Auf diese Weise wollen die Forscher die Restaurationsgeschichte der Gemälde rekonstruieren, um nachzuprüfen, welche Farblagen noch Original sind und was später aufgetragen wurde. Auch möchten sie herausfinden, was Bosch selbst gemalt hat, was seine Assistenten, und ob er immer die gleichen Mitarbeiter in seinem Atelier hatte:

"Bislang wissen wir überhaupt nichts über seinen Arbeitsplatz, wir wissen lediglich, dass er aus einer Malerfamilie stammt und dass sein Vater und auch seine Brüder Maler waren. Wer weiß, vielleicht können wir in ein paar Jahren sagen: 'Das ist ist die Hand des Vaters, das ist die vom Bruder – und die hier ist von Bosch selbst.' Undenkbar ist das nicht, denn so wurde damals gearbeitet."

In Herzogenbosch selbst hängt kein einziges Werk des Künstlers. Das Hieronymus Bosch Art Center hat deshalb von sämtlichen Arbeiten hochwertige Kopien anfertigen lassen. Sie hängen im Turm der Jakobskirche – aufgeteilt in die Kategorien Himmel, Heilige, Menschen und Hölle:

"Wir stehen jetzt vor der Kopie der 'Kreuztragung' aus Gent, damit beginnt unser Projekt. Das Original werden wir am Montag dort als Erstes untersuchen. Als Zweites folgt der Heilige Hieronymus, der ebenfalls in Gent hängt. Stilistisch gibt es zwischen diesen beiden Werken große Unterschiede, also, das ist ein guter Ausgangspunkt."

Der Heilige Hieronymus liegt - wie für Bosch üblich - als kleine Figur in einer weiten Landschaft; die "Kreuztragung" hingegen zeigt lediglich Köpfe wie in Nahaufnahme: grotesk verzogene Gesichter und Fratzen, die sich rund um den leidenden Christus drängen. Auch die Farben weichen ab:

"Das Blau und das Rot und auch dieses Gelb hier, die sind für Bosch eher ungewöhnlich, deshalb gab es bei diesem Werk in der Vergangenheit auch Zweifel über seine Zuschreibung."

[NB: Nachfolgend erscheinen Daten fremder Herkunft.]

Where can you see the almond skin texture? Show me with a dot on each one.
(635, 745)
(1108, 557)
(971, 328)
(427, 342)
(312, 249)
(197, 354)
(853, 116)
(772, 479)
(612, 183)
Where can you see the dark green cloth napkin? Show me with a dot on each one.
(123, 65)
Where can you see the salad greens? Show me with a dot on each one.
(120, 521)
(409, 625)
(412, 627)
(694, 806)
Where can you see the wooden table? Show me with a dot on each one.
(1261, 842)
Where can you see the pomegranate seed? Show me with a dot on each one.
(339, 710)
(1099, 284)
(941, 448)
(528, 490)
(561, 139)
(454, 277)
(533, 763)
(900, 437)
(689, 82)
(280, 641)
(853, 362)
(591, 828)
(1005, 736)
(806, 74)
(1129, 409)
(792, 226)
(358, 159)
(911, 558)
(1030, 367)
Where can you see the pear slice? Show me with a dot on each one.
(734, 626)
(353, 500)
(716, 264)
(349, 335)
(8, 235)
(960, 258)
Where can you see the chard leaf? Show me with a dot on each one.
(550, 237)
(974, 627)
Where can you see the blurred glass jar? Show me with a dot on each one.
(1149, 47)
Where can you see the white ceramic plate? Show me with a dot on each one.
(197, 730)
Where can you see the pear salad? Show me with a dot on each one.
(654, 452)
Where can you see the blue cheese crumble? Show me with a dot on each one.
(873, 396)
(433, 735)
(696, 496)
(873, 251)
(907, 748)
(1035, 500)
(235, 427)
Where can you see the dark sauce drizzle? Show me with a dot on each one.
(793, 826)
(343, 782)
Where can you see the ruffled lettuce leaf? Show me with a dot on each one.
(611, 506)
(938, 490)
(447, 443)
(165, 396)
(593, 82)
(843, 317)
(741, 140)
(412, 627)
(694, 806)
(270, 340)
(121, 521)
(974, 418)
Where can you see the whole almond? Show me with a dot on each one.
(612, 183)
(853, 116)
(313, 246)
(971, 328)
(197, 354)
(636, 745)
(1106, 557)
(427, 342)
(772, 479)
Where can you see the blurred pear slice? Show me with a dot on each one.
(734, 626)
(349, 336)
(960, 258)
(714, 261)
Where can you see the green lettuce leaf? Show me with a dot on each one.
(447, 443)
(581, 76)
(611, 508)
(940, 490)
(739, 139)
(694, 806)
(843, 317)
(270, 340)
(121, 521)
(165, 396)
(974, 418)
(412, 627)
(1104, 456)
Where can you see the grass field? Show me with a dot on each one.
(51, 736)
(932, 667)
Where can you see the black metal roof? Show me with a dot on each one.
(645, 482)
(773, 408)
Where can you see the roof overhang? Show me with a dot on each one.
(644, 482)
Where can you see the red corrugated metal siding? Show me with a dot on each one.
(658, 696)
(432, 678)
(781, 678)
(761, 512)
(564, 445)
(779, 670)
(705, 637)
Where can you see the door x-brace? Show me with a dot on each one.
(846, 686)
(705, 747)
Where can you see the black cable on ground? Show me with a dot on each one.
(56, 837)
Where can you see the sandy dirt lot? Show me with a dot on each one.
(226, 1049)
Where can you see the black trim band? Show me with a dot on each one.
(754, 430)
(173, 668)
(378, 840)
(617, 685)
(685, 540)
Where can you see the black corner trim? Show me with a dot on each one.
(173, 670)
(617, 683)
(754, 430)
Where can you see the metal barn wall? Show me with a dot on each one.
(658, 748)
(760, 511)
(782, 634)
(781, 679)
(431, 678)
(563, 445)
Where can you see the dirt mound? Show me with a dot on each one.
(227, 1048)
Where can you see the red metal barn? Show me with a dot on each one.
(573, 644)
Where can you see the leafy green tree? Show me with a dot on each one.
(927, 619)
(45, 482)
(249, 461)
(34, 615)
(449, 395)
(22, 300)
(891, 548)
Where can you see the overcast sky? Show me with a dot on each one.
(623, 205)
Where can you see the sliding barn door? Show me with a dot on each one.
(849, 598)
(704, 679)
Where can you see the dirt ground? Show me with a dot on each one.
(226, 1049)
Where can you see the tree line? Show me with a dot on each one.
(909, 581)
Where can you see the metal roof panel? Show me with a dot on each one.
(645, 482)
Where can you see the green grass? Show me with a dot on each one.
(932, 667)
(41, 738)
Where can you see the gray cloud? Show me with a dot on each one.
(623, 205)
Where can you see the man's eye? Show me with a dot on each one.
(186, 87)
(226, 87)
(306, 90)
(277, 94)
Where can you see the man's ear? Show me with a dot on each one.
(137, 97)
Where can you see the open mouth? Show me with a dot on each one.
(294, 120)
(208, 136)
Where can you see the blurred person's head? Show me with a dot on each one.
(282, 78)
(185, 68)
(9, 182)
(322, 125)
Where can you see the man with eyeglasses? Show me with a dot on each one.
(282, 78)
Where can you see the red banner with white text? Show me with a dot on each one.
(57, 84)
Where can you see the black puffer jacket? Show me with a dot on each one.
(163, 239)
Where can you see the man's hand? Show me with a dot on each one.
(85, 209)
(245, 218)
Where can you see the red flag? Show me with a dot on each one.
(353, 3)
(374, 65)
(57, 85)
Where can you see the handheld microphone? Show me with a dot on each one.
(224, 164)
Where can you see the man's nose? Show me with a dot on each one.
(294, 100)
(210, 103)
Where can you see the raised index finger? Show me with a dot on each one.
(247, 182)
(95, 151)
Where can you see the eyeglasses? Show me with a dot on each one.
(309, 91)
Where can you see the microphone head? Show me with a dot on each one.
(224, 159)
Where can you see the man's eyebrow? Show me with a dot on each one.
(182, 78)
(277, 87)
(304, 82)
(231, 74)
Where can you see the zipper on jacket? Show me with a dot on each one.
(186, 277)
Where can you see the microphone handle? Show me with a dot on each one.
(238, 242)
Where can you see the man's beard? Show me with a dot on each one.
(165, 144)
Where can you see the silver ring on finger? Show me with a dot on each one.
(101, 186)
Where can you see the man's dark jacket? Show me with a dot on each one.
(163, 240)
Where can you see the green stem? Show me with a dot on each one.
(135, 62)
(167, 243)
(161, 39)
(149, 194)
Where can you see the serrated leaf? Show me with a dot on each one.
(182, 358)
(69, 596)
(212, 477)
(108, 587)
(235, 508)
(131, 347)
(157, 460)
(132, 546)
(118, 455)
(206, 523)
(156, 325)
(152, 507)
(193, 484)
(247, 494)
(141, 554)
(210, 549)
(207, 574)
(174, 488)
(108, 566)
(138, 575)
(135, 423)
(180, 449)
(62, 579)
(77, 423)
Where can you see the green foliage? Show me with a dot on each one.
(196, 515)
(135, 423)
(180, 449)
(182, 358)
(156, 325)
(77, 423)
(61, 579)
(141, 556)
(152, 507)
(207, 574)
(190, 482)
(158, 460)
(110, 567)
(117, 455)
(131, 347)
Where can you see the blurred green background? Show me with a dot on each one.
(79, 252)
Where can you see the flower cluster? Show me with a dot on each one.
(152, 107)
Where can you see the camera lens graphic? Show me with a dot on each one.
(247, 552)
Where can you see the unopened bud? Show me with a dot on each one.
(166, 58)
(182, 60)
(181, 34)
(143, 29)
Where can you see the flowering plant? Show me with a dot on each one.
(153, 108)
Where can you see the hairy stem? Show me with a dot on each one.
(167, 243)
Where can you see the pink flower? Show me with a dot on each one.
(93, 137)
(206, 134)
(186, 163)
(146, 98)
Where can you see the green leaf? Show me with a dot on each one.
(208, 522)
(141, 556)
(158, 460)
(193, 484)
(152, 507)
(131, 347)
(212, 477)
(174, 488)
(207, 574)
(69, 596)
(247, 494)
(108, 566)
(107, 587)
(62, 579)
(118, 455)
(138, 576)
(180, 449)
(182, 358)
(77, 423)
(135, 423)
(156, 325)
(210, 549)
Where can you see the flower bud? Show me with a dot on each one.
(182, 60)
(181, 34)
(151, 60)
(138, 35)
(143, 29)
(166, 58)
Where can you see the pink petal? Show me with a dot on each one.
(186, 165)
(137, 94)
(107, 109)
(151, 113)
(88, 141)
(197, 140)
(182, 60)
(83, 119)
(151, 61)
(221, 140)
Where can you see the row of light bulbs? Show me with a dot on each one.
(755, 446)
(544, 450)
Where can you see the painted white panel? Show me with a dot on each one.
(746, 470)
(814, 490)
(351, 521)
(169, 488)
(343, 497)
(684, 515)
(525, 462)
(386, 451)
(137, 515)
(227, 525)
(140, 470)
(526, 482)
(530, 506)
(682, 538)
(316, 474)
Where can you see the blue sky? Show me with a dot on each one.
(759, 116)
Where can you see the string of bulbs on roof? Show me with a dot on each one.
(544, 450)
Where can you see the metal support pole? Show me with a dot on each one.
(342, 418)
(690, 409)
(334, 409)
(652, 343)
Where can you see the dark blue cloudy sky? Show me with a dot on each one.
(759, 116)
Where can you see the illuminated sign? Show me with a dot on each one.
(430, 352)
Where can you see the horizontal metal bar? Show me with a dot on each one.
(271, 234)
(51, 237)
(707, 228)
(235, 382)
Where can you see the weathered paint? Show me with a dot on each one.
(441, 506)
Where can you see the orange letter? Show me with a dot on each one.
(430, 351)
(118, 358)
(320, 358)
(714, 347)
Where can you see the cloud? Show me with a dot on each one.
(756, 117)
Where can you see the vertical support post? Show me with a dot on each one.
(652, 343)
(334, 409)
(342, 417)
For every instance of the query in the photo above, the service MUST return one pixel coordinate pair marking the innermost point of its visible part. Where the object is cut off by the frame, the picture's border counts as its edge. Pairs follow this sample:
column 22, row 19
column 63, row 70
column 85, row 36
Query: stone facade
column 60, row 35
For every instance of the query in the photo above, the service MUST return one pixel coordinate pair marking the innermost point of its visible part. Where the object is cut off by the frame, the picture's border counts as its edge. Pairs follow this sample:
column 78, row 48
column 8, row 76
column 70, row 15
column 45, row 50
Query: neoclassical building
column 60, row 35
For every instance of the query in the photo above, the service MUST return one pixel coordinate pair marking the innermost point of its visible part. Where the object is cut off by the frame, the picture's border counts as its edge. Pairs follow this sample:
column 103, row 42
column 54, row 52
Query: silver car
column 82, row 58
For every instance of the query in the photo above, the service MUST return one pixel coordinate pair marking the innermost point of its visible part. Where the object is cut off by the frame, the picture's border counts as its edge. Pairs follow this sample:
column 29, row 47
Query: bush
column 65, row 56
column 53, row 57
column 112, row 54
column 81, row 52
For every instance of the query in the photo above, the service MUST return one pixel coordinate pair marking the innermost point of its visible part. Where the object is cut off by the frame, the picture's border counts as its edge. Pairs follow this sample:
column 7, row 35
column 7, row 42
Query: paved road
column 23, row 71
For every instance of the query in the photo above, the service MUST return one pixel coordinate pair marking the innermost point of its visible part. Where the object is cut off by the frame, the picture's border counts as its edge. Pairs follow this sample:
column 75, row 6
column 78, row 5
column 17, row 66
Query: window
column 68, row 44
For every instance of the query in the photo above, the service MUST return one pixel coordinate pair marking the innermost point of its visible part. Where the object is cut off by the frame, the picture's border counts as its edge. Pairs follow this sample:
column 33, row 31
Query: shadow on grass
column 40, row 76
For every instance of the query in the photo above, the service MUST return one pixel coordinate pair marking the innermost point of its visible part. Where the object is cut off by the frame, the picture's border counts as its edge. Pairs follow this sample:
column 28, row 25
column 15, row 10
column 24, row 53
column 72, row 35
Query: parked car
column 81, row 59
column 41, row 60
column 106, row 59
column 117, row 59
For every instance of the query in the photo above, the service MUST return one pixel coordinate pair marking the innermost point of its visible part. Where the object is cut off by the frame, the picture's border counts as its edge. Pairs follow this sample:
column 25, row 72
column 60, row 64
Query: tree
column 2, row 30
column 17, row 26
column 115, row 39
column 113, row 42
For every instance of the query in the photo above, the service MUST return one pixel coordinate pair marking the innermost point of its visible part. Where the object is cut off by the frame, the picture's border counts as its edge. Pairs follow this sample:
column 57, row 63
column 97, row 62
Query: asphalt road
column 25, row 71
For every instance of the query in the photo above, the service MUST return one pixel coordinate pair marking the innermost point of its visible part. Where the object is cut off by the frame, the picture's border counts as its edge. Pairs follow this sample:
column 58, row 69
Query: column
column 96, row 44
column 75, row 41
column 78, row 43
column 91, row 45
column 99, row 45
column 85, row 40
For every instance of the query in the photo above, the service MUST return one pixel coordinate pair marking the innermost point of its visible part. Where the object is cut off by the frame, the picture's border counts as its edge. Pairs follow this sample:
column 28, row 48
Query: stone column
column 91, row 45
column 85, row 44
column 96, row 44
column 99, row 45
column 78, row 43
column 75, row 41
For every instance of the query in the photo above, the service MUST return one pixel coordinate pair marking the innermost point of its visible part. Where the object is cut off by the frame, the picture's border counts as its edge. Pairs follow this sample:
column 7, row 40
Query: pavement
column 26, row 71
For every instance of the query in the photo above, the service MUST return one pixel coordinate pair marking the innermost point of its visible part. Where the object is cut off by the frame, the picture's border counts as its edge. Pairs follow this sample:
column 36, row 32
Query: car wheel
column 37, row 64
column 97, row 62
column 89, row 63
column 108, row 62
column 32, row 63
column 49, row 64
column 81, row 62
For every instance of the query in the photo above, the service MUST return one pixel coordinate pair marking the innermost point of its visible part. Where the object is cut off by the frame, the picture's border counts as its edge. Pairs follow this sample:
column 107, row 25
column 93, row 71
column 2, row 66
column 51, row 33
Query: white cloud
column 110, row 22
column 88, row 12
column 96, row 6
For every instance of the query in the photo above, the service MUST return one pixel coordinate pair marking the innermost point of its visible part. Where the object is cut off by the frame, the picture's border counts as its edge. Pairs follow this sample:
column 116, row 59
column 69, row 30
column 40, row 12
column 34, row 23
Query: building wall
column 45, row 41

Matthijs Ilsink hält es nicht für ausgeschlossen, dass das Forschungsprojekt auch zu Abschreibungen führt. Rechtzeitig zum 500. Todestag des Künstlers soll es abgeschlossen sein. Eines jedenfalls steht für ihn jetzt schon jetzt fest: Das letzte Wort über Hieronymus Bosch werden auch seine Forscher nicht sprechen.